Semantics of NB

Reading: TAPL 3.4-5

TAPL describes three main approaches to semantics: operational, denotational, and axiomatic. We won’t talk about axiomatic semantics at all, but I’ll say a few words about denotational semantics.

Denotational semantics

Denotational semantics assigns to every expression in the language a meaning. For NB, that would look like this:

〚true〛                  = true
〚false〛                 = false
〚if t₁ then t₂ else t₃〛 = 〚t₂〛if 〚t₁〛is true, 〚t₃〛if 〚t₁〛is false
〚0〛                     = 0
〚succ t〛                = 〚t〛 + 1
〚pred t〛                = max {0, 〚t〛 - 1}
〚iszero t〛              = true if 〚t〛 = 0, false if 〚t〛 ≠ 0

The double brackets 〚·〛 are read “denotation of”; everything inside the double brackets is a piece of syntax and everything outside them is a mathematical object. So true inside double brackets is a symbol, but true outside double brackets is The Platonic Ideal of Truth.

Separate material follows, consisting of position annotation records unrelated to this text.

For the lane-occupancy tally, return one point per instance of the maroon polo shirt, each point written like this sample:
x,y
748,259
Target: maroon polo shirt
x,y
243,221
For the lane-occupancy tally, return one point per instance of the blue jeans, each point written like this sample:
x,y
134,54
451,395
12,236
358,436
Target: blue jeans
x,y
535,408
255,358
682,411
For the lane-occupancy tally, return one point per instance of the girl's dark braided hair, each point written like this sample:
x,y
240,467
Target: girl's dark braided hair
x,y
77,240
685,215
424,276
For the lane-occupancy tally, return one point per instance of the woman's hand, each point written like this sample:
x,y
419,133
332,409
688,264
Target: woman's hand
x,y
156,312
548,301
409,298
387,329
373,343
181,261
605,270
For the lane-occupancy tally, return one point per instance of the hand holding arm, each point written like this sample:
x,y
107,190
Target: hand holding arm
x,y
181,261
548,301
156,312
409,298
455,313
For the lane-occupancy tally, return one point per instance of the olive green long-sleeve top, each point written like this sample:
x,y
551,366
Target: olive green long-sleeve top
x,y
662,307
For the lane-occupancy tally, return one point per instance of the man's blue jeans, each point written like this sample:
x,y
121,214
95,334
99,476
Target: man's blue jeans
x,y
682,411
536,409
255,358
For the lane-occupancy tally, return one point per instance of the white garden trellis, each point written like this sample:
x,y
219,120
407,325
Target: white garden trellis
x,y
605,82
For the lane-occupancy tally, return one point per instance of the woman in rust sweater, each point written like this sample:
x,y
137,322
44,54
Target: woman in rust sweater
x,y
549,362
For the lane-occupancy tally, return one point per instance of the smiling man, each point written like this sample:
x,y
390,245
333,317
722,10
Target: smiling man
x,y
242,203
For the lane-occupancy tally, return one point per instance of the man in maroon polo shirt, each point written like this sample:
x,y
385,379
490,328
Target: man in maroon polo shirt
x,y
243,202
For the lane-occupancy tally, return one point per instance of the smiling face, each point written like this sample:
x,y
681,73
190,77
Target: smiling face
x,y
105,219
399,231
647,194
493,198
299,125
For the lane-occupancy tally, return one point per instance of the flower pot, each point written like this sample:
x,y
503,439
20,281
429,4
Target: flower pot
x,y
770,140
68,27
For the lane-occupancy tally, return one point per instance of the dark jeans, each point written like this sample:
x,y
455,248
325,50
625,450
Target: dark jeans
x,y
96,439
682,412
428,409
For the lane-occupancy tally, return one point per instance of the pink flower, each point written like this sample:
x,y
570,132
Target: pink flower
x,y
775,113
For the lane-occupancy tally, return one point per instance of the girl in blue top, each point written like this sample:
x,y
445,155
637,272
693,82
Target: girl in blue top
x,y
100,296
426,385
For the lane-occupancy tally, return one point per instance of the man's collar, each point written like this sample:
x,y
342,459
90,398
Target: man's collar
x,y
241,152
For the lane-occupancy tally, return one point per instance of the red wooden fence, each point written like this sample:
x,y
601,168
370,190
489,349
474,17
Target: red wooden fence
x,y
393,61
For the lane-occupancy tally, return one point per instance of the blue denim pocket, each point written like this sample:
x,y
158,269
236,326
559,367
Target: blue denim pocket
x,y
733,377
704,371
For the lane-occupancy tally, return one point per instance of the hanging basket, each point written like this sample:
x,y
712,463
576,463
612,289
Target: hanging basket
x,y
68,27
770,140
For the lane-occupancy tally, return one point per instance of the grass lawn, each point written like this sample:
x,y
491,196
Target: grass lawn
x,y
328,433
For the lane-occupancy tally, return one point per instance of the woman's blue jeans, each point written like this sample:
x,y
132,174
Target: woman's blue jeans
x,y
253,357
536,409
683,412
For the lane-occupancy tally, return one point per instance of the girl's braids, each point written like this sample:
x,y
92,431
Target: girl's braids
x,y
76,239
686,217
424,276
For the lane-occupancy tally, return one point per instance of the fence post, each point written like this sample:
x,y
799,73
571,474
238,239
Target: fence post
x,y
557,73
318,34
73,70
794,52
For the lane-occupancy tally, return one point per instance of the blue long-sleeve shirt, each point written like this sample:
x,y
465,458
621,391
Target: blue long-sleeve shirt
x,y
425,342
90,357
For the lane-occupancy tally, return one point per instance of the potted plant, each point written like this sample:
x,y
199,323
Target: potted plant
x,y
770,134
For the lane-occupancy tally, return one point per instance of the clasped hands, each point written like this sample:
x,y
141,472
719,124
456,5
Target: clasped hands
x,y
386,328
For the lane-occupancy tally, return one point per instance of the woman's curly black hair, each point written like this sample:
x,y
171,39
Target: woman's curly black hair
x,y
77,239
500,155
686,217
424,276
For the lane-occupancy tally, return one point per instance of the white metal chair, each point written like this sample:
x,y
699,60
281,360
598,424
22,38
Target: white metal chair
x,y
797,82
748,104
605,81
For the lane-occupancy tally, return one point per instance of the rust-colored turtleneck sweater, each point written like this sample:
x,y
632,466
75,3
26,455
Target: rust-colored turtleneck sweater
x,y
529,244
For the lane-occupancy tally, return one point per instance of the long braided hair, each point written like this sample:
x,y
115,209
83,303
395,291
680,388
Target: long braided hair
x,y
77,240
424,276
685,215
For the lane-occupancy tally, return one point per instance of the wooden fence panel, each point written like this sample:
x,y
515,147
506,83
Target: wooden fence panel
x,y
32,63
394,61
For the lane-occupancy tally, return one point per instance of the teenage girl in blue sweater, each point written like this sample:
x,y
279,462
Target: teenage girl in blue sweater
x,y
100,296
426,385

Denotational semantics, especially denotational semantics of the λ-calculus, is a very interesting subject, but unfortunately we don’t see much of it in this class. However, we do frequently make use of the above style of definition when translating a larger language to a smaller language. Then expressions inside double brackets are expressions of the source language, and expressions outside double brackets are expressions of the target language.

Operational semantics

The book focuses almost exclusively on operational semantics and so do we. One possible point of confusion is that operational semantics is said to define the meanings of programs in terms of the moves of of an abstract machine. Finite automata, pushdown automata, and Turing machines are examples of abstract machines that you encountered in Theory of Computing, and more specialized machines like the SECD machine exist for defining programming languages. But the “machines” we use in this class don’t have stacks or tapes; they just operate directly on programs, rewriting them until they become answers.

Evaluation contexts

In the semantics of NB (called small-step operational semantics), there are two kinds of inference rules: congruence rules and computation rules. The congruence rules find the place in the program where a reduction happens, and the computation rules do the reduction itself.

Another way to write small-step operational semantics that is much more compact is to use evaluation contexts [1], which are terms with a single “hole” [·] that indicates where a reduction can happen. For NB, evaluation contexts are defined using BNF, as follows:

E ::= [⋅]
      succ E
      pred E
      if E then t else t
      iszero E

The first production generates the hole [·], and the remaining productions each correspond to one of the congruence rules. Intuitively, this means that you can reduce inside a succ, pred, or iszero, but inside a conditional, you can only reduce inside the condition.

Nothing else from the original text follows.